Armando Martínez de la Rosa

Figuraciones

Necesito unos binoculares. Los compraré para tenerlos listos para usarlos en la siguiente temporada de caza, que se inicia dentro de 5 meses y unos días. Tuve unos que incluso tomaban fotografías en un tiempo en que tales máquinas eran vanguardia tecnológica. El trajín de la caza los averió y no encontré nadie que los reparara.

Contra lo que pudiera pensarse, no los necesito para ver animales en el monte, aunque eventualmente serán para tal uso. Mi intención es utilizarlos en aclarar algunas visiones y figuraciones que en mi larga vida de cazador he tenido y me han intrigado.

Las más comunes que he tenido son las auditivas, pero evidentemente unos catalejos no sirven para despejar dudas sonoras, sino visuales. Les contaré algunas.

A media tarde, a la sombra de altos follajes, aguardaba la llegada de los venados a comer de los mojos en privanza. Frente a mi baluarte se abría una extensa y profunda área de matorrales muy bajos y ralos y troncos de unos pocos árboles grandes. Si entraba, vería el venado a cien metros de mi puesto de tiro, y de ahí se acercaría hasta unos 20.

El paraje se terminaba al pie de un cerro. Por ahí se abría una vereda que llevaba, más abajo, a unos 200 metros, a donde mi compadre Cándido esperaba en un ojo de agua a los ciervos. Aunque la distancia era corta, no podíamos vernos.

En esa vereda, de pronto a media tarde descubrí la figura de una persona que inmóvil miraba fijamente a mi puesto de tiro. Me pareció extraño que alguien transcurriera por el senderito de venados y con vestimenta de calle. Tampoco yo me moví. Tenía la escopeta en las manos como suelo mantenerla en los acechos.

Luego de varios minutos de observar a la figura, giré la mirada a otro punto. Descansé la vista y luego la volví al sitio donde estaba el hombre extraño. Seguía ahí, tan inmóvil como al principio. Por un momento pensé en hablarle, pero me contuve. Estaba yo cubierto por el baluarte y él no me habría visto aún. Evalué la conveniencia de apuntarle visiblemente con el arma. Desistí porque no había justificación y desconocía si él iba armado y en tal caso necesariamente se daría un enfrentamiento.

Opté por descansar la vista mirando a otro punto. Luego la volví sobre la vereda donde se encontraba el hombre. Esta vez ya no estaba. Escudriñé cuanto pude el monte en busca del extraño. Se había esfumado.
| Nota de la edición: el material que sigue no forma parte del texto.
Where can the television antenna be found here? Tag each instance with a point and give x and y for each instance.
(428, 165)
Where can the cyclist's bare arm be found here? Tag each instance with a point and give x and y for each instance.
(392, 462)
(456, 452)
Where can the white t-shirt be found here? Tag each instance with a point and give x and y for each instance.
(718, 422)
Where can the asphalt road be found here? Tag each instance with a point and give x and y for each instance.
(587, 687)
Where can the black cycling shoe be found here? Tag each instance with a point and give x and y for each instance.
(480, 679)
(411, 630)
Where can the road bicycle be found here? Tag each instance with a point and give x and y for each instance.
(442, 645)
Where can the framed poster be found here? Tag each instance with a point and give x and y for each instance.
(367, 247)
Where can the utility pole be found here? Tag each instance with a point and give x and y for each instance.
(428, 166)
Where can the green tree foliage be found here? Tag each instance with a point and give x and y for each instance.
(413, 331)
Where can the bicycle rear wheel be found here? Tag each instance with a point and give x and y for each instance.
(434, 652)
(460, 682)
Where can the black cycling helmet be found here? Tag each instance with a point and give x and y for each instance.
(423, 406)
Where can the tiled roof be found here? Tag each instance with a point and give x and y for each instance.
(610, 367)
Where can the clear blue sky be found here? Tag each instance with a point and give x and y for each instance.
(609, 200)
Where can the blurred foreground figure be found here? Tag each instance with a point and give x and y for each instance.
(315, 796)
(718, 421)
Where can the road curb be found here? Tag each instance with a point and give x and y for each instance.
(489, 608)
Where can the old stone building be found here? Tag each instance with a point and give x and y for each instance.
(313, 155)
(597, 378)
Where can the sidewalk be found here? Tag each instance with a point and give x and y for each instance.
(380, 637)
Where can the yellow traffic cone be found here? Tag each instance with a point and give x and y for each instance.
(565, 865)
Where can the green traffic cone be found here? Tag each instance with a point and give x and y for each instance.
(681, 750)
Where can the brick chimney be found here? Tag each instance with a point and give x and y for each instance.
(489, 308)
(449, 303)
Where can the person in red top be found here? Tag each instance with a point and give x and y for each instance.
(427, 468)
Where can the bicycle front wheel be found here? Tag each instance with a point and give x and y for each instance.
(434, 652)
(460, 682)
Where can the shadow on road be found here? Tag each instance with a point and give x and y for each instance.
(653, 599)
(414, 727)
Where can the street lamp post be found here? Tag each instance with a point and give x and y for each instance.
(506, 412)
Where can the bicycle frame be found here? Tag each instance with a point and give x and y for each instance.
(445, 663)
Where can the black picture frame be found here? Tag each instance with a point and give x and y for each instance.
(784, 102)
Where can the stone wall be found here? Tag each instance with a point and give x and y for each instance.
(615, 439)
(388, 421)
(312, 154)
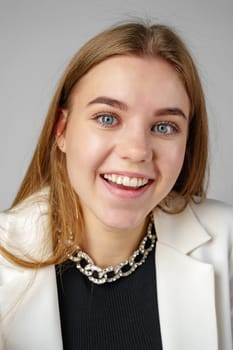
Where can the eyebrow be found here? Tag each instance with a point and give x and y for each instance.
(110, 102)
(170, 111)
(123, 106)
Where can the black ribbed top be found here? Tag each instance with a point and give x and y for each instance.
(121, 315)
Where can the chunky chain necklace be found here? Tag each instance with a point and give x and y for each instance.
(112, 273)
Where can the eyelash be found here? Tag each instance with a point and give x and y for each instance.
(175, 128)
(105, 114)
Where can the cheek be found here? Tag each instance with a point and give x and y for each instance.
(84, 152)
(171, 160)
Si hubiese tenido unos binoculares habría salido de dudas desde el principio. Al día siguiente pregunté a mi compadre si había visto a un tipo así y de este y otro modos pasar cerca de su puesto. -No, nadie pasó- me dijo.

Años antes, en una cacería en el norte del estado, vi pasar a un hombre del otro lado de un cuerpo de agua. Supuse que era uno de mis amigos, porque sólo nosotros estábamos en ese lejano campamento inaccesible. Como fuera, regresaría por la misma ruta porque el camino se topaba con un cerro abrupto, casi vertical, que le impediría el paso.

Cuando la figura pasó caminando, unas vacas que se acercaban a abrevar corrieron y mugieron evidentemente espantadas. Se metieron al agua hasta los corvejones. Como nadie volviera, decidí ir a investigar. Busque huellas en un arenal por donde había pasado el hombre. Sólo había el hollado de las reses.

Regresé al campamento. El compañero que supuestamente había pasado frente a mí al otro lado de la laguna nunca había ido a ese sitio, me dijo.

Como esas visiones y figuraciones he tenido varias. Largo es contarlas. Para eso quiero comprar los binoculares, para acercar las imágenes y salir de dudas.